Here is one way using openssl:
for i in $(echo -e "news.ycombinator.com ycombinator.com www.ycombinator.com"); do echo -en "${i}: "; openssl s_client -servername "${i}" -connect "${i}":443 < /dev/null 2>/dev/null | openssl x509 -fingerprint -noout -in /dev/stdin; done|sort -k2 -t"=" | awk '{print $NF "\t" $1}' | column -t
Fingerprint=22:05:8D:96:A0:F7:9B:8F:B8:1D:0F:74:EC:4B:76:8F:84:B0:42:49 www.ycombinator.com:
Fingerprint=5D:70:F0:DC:E0:AF:67:A0:8F:BC:2F:B8:49:F0:79:5D:8B:FF:49:93 news.ycombinator.com:
Fingerprint=C4:A6:FF:38:83:13:31:DC:14:01:3D:05:E8:3B:29:95:FD:AE:9B:0E ycombinator.com:
One could diff the output in a script then send an alert if there is a diff from one test to the other. If doing this factor in expiration and test from multiple locations. Meaning you can expect the cert to change some time before it expires, hopefully. openssl s_client -servername news.ycombinator.com -connect news.ycombinator.com:443 < /dev/null 2>/dev/null | openssl x509 -noout -dates
notBefore=Sep 7 00:00:00 2021 GMT
notAfter=Oct 8 23:59:59 2022 GMT
Another mitigating control is public key pinning but very few organizations do this any more. It is just too risky operationally. Another method is to limit what CA's you trust but this is not practical for most organizations. e.g. You have a specific purpose system that only talks to Specified_Bank and that Specified_Bank only uses Specified_CA, you can strip out all other CA's from your trust store and/or manually pin their public key in your system accepting the risk connections will break when they update their cert without coordinating with you.replacing certificates requires control of either machine, in which case you'd have bigger problems.

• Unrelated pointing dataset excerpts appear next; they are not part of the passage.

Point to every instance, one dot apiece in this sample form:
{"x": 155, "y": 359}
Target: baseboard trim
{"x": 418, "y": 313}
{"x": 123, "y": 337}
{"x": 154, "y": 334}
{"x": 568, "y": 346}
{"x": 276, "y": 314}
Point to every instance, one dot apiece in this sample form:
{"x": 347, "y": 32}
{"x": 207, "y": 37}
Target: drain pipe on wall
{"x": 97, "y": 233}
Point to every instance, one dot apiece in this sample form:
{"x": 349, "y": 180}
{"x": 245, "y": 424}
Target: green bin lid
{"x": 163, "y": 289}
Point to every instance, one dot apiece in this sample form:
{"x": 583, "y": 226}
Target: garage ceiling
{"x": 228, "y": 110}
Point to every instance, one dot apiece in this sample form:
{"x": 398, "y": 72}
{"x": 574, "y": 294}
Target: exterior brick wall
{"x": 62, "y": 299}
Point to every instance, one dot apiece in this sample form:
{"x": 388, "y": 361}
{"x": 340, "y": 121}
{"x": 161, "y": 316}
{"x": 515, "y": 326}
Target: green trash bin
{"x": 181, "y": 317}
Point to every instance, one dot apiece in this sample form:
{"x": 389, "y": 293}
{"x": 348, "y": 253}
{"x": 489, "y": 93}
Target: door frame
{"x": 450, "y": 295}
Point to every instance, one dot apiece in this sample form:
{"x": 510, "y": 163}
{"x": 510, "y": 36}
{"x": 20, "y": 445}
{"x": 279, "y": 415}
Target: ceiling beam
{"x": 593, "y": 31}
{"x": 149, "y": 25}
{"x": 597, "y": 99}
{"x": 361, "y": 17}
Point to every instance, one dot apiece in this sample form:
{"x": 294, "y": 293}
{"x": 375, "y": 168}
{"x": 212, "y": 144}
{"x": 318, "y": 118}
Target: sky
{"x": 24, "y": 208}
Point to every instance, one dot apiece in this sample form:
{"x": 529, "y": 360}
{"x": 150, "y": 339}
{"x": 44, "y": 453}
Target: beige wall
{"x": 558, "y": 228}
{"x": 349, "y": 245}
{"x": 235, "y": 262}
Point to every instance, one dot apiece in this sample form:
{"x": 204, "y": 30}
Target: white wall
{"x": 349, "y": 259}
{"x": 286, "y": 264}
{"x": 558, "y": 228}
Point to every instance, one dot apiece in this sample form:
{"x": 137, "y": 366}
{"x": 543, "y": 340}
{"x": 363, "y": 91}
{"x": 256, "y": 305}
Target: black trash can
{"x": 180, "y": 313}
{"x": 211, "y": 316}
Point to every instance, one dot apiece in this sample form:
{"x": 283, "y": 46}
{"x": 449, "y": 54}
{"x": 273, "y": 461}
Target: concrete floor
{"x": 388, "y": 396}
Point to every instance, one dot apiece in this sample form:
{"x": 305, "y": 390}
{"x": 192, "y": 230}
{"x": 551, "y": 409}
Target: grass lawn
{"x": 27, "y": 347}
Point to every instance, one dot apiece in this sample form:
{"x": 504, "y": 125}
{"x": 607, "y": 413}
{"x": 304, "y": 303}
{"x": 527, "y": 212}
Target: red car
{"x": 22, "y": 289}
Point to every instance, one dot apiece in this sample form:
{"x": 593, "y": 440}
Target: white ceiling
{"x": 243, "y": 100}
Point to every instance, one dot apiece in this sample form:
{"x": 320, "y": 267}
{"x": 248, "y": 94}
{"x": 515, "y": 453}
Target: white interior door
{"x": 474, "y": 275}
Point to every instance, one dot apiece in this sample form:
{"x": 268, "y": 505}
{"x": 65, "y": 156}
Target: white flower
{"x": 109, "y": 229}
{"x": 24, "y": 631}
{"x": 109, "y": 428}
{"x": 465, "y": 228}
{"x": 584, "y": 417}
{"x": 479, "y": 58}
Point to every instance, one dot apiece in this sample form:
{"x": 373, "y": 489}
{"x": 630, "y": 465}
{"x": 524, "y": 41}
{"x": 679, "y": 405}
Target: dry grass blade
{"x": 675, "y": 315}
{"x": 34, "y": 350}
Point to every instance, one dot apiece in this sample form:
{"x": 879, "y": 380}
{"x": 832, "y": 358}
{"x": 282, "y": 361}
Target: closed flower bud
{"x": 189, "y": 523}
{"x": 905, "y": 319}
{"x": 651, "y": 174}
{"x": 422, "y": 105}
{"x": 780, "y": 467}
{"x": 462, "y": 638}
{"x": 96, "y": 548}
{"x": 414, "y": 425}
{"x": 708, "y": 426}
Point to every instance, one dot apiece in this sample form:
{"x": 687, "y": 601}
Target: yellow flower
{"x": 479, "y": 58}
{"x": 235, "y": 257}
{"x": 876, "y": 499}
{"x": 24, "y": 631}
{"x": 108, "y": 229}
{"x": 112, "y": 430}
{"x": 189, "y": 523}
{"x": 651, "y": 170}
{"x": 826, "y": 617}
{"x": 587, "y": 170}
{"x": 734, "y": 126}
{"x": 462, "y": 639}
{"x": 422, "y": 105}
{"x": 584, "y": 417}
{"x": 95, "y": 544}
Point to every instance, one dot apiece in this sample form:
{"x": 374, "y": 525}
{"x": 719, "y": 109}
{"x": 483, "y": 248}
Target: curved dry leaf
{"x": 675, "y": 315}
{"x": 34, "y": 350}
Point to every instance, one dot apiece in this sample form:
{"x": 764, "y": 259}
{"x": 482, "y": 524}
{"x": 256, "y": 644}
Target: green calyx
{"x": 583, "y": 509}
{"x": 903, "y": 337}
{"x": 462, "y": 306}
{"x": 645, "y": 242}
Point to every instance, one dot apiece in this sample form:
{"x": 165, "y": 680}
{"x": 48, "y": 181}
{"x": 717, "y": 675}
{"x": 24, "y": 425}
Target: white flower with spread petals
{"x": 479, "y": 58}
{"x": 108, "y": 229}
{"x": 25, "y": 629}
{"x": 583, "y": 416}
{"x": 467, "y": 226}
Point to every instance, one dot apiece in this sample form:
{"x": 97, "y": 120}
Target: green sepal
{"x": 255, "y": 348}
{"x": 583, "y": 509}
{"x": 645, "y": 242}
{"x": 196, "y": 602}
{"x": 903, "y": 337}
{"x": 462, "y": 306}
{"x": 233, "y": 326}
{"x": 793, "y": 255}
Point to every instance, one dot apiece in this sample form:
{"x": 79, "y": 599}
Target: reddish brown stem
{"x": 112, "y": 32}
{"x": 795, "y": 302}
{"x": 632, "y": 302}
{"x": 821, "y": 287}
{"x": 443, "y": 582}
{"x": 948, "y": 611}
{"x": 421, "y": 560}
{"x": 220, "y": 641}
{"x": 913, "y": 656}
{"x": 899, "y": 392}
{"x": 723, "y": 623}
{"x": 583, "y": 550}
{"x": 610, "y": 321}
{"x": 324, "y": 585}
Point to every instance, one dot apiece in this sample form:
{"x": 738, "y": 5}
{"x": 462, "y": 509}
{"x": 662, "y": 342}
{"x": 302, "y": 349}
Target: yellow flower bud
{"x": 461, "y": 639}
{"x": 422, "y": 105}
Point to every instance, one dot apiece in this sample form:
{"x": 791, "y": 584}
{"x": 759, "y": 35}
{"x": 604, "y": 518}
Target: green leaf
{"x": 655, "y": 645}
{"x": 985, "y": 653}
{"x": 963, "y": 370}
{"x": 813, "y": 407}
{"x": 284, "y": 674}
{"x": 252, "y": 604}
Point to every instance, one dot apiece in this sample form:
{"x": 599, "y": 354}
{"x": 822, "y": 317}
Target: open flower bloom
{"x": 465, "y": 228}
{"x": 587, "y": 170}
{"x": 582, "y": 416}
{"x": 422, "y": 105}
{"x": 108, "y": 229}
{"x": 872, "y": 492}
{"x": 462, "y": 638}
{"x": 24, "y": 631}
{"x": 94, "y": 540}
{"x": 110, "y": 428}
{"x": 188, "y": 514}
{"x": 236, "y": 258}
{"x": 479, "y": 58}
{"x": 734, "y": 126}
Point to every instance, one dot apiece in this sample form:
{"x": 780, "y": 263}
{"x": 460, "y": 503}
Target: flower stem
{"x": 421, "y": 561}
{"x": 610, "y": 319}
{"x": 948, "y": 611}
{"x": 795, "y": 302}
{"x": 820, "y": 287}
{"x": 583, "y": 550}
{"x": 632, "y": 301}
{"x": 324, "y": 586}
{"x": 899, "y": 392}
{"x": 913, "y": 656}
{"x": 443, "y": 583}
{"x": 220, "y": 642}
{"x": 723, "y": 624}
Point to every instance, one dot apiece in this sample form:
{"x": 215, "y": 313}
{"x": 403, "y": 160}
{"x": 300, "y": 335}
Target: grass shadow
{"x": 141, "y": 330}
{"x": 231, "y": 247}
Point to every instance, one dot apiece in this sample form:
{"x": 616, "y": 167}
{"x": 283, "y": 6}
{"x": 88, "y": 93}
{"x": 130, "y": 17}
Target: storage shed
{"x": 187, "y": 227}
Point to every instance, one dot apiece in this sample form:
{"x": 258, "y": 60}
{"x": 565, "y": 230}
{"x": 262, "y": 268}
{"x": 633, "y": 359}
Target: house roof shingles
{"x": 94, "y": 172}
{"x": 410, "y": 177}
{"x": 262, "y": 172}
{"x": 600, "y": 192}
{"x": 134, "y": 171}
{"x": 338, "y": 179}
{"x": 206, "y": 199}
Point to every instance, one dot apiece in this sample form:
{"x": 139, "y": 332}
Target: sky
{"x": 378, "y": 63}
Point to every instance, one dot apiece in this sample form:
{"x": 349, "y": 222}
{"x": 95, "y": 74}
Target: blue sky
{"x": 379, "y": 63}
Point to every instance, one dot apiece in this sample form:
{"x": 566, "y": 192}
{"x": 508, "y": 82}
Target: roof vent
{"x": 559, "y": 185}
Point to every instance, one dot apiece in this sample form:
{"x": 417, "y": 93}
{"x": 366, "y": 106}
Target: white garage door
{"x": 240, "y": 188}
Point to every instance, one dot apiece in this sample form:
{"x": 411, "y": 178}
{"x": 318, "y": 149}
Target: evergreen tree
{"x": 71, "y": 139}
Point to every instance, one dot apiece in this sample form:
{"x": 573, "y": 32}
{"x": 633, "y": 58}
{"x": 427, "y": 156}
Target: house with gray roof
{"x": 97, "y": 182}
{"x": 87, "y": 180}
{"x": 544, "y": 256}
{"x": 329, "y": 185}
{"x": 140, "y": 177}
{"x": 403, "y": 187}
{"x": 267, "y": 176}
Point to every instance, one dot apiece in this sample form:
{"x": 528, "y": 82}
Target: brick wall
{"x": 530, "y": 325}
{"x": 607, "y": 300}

then there's the question of how secure is the encryption, which is a rabbit hole of it's own: key size, random generator effectiveness, correct padding, correct implementation or even which layer eg. HTTPS still has exposed SNI, and it goes on and on...
theoretically there could be flaws in any component, including even stolen root certificates, or super computers, even quantum computers. it comes down to price of the safe vs. value inside.